Try it in 30 seconds
git clone https://github.com/sen-ltd/rate-limit-demo
cd rate-limit-demo
docker build -t rate-limit-demo .
docker run --rm -p 8000:8000 rate-limit-demo
# In another shell:
for i in $(seq 1 12); do
curl -sS -o /dev/null -w "%{http_code} " http://localhost:8000/fixed-window
done; echo
# → 200 200 200 200 200 200 200 200 200 200 429 429
curl -sS 'http://localhost:8000/compare?n=15&delay=0.1' | jq '.results | keys'
51 PHPUnit tests cover each limiter's happy path, the fixed-window edge-burst flaw, the sliding-counter weight decay, the token bucket's fractional refill, the leaky bucket's lack of burst credit, the simulator, and the full HTTP surface.
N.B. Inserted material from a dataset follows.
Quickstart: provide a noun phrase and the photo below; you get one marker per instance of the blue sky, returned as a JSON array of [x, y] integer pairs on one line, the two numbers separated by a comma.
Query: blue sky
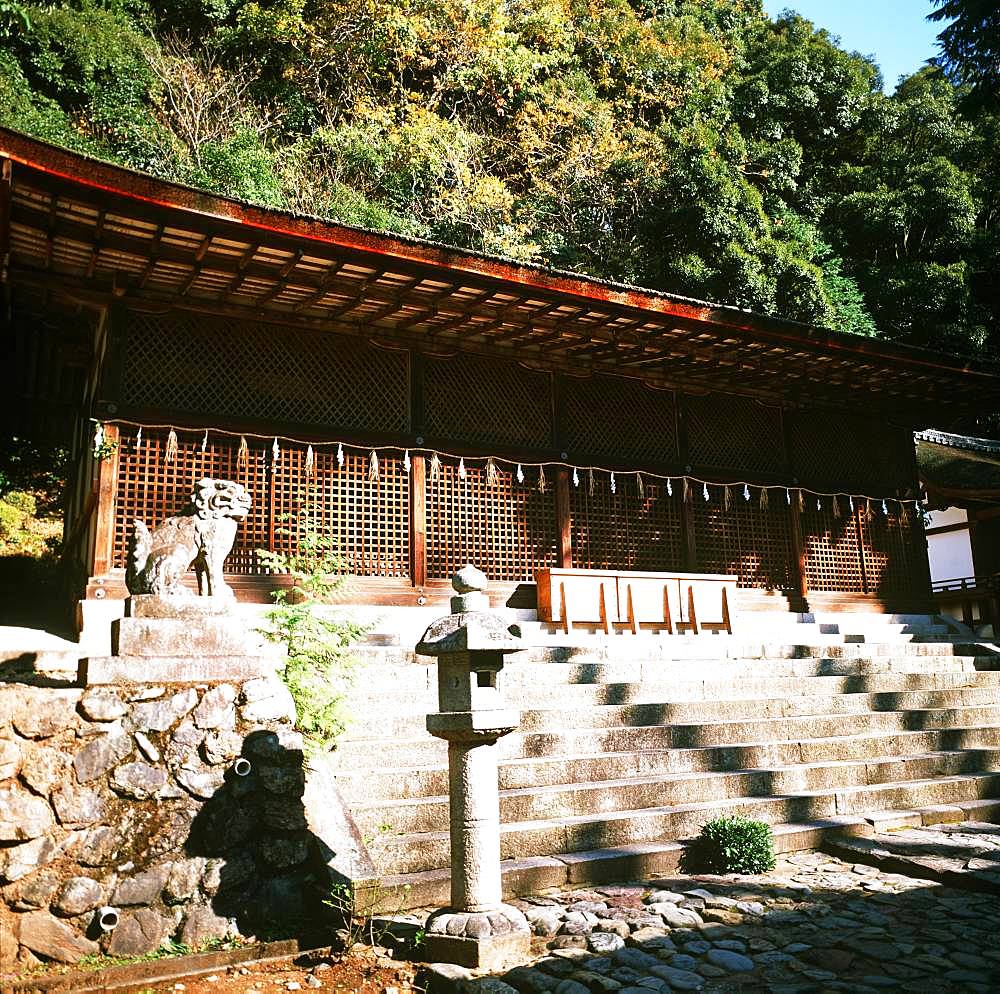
[[894, 31]]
Everything runs on the fake clock, so the whole suite finishes in 14 milliseconds.
If you remember one thing from all of this, let it be: pick your algorithm based on whether your clients are allowed to burst. Fixed window lets them. Sliding log and counter don't. Token bucket lets them, up to the bucket size. Leaky bucket doesn't let them at all. Everything else is an implementation detail.